What can two musicians teach us about leadership … even from the grave?
Within a week of each other, two great musicians died. As musicians, they couldn’t have been more different: one, a lyricist with a banjo who wrote songs that swayed his generation with lyrics and melodies so simple and compelling that successive generations embraced them … and the other, a classical conductor, with such an uncanny capacity to uncover the soul of the most complex pieces by the most complex composers that he breathed new life into these forgotten artists.
So what can they tell us about leadership? Two things: the power of telling a compelling message and the power of listening in building a team.
For most singers, a stage is the pretext for a performance. For Pete Seeger, the lyricist with the banjo, it was an invitation: he invited his audiences to sing with him, and they did, because they liked not only the melody, but also the message. His performances were not solos, and his lyrics tapped into the wistful angst and rebellion of his generation; as he wondered where all the flowers had gone, so did his audiences.
As Tom Paxton (a contemporary folk singer) put it, Pete Seeger made “the song the star and the singer merely the presenter.” Many didn’t like the message of his songs—he was too left-wing for the taste of many—but he taught us the power of a clear message, compellingly delivered with emotion and simplicity.
For most people, a snow scene is silent. For Claudio Abbado, the conductor, snow had a sound, but you had to listen for it. In his beloved Italian Alps—where he spent childhood vacations in the shadows of the Matterhorn—his grandfather taught him to listen. And that word, as a conductor, became the binding baton that he waved across his orchestras.

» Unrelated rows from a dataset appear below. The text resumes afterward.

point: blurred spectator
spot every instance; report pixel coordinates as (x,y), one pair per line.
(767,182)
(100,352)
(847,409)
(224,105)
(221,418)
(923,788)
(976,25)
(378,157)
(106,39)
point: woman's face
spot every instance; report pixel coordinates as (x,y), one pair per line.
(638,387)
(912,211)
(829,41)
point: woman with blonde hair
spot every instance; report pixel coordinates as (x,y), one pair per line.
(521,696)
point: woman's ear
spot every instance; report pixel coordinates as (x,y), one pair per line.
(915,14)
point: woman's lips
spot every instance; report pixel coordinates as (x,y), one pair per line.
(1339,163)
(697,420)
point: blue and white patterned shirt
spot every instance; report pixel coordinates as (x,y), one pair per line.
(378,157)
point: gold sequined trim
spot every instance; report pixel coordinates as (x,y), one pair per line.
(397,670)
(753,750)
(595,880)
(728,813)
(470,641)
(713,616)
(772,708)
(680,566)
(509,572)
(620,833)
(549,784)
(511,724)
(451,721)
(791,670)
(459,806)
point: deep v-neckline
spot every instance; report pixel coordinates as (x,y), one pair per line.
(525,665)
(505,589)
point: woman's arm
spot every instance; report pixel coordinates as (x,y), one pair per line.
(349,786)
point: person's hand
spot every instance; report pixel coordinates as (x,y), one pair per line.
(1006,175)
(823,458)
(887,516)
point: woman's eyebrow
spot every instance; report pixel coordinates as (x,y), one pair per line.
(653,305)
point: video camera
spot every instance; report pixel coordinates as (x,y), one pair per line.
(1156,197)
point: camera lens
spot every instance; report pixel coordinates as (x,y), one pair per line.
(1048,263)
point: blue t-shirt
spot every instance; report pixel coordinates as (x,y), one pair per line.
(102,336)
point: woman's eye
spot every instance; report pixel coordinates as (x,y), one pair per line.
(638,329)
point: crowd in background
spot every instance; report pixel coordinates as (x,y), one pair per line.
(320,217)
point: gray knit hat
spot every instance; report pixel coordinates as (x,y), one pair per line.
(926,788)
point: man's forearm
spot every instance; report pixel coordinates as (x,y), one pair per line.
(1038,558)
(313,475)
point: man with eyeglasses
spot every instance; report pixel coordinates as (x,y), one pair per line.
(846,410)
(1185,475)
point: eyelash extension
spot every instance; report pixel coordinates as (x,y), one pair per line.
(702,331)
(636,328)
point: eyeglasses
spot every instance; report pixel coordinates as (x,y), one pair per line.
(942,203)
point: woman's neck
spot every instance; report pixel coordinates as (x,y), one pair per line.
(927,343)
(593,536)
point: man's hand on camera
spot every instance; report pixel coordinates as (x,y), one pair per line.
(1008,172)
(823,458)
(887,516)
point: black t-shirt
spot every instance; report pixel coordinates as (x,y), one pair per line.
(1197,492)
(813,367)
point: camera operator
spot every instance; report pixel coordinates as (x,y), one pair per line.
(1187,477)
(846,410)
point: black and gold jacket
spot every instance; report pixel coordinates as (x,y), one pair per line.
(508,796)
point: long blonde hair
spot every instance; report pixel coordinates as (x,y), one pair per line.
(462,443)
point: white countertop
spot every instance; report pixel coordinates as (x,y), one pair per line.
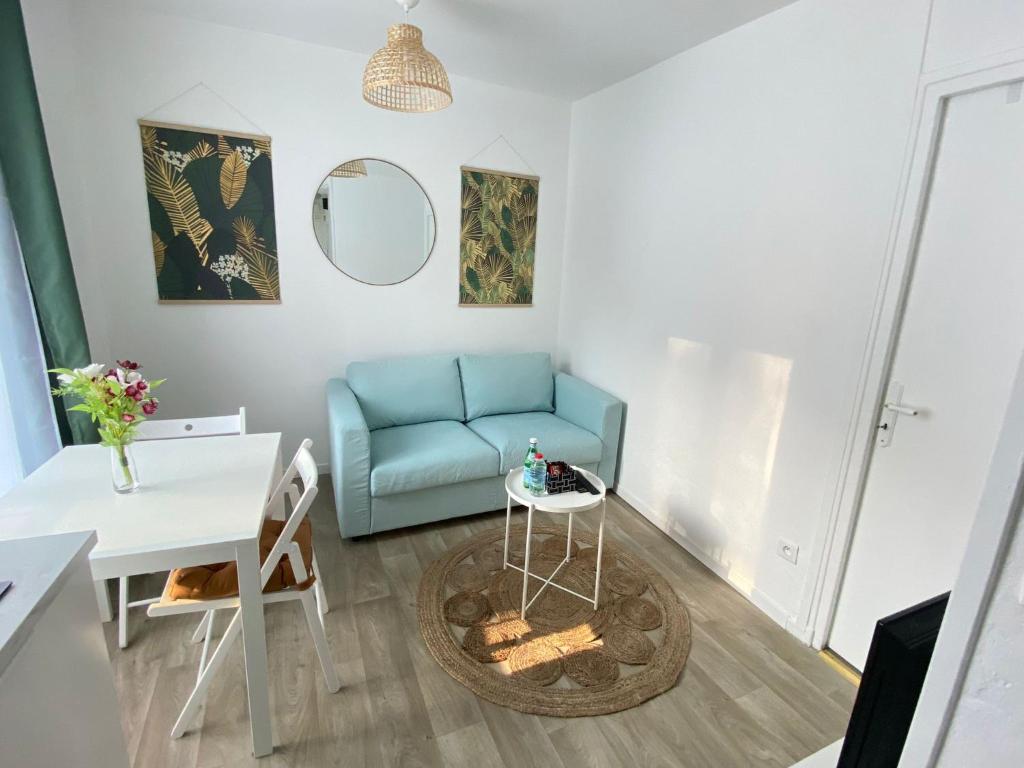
(38,568)
(194,493)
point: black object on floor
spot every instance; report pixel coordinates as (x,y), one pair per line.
(891,684)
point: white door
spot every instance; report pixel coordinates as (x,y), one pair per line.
(962,338)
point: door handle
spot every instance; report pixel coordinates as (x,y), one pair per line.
(892,409)
(905,410)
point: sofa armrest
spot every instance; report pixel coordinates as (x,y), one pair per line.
(597,412)
(349,459)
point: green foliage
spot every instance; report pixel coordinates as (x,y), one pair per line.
(498,239)
(105,399)
(199,184)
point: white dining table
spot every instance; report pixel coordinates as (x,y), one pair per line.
(201,501)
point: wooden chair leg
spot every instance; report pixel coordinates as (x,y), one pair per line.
(198,696)
(321,594)
(204,629)
(315,624)
(123,612)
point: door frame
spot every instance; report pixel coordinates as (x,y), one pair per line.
(934,91)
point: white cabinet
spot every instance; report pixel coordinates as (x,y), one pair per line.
(57,701)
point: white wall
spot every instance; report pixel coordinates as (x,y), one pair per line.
(104,65)
(728,217)
(987,727)
(966,31)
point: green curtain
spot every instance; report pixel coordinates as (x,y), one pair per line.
(36,210)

He taught them to listen to each other—the strings listening to the brass, the flute listening to the oboe, and the supporting lines listening to the melodic lines. His orchestras, as no others, intuitively and deeply played as one and mastered with ease the complexities of Mahler or Bruckner, most often shunned by even the best conductors in favor of the far more accessible Bach or Mozart. His legacy was a musical legacy, but it was much more: his legacy is the power of listening, a power that binds people together in a common cause that trumps the challenges of the score before them.
Both left a musical legacy. But far more significant—at least for us as leaders in the marketplace—is the leadership legacy they left us. We engage people by inviting them to embrace a simple message, creatively delivered. And we build a team by listening, and by teaching our team to listen to each other—the binding baton that brings harmony to the talents and aspirations of its members.
So hone your message. And hone your capacity to listen. If we embrace the legacy Seeger and Abbado gave us, our own will be at least as great as theirs.